But just then a ridiculously long car pulled off the road, parked across two driveways, and came to a stop. And the driver just sat there waiting. Eventually one of the crow-like people walked over unhurriedly, avoiding a tree and a signpost and negotiating the bumpy ground and kerb – definitely not blind – and the driver let his window down. I saw the woman put her hand into the window. Maybe they know each other. I drove off then.

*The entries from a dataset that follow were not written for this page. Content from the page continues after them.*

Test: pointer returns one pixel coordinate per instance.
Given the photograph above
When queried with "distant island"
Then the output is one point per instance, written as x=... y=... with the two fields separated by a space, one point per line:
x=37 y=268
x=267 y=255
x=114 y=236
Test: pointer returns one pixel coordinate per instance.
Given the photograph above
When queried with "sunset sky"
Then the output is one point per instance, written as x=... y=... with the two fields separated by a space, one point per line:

‘Cool outfits,’ Simone said, affecting insouciance. ‘I want one of those cloaks.’ I made a face at her and talked about something else until we reached her school. But it bothered me all the way into town, right through dinner and into a disturbed sleep that featured crows flapping their claustrophobic wings around me. Who were they? What were they doing in our neighbourhood? They could have been members of some academic club, but it seemed doubtful. Academics didn’t stand in groups on street corners. Academics didn’t hire limos. This lot were in-your-face weird. They wanted to be noticed.

There was no way I was going to let paranoia rule my life but part of me was always alert, always waiting. The criminals who bartered children for sex were just biding their time, waiting for us to become careless. People like Nada Sarrazin were relentless; they did not forgive or forget; they were always watching, even from behind the high walls of a maximum-security prison. Nada Sarrazin’s sneering face never left me, the contemptuous curl of her lip. But it was contemplating her rage that kept me awake at night. Who would have dared to give her the news of Albert Sarrazin’s assassination? Perhaps her hotshot defence lawyer. And there must be paid lackeys on the outside, ready to act on her orders, ready to enact revenge on the killer.

I didn’t see the crow-people again for a couple of days. By then I’d almost decided to ignore Enid’s warning and to let it go, concluding they were probably related to a church of some sort, probably one of those new Christian churches drumming up support wherever they could get it.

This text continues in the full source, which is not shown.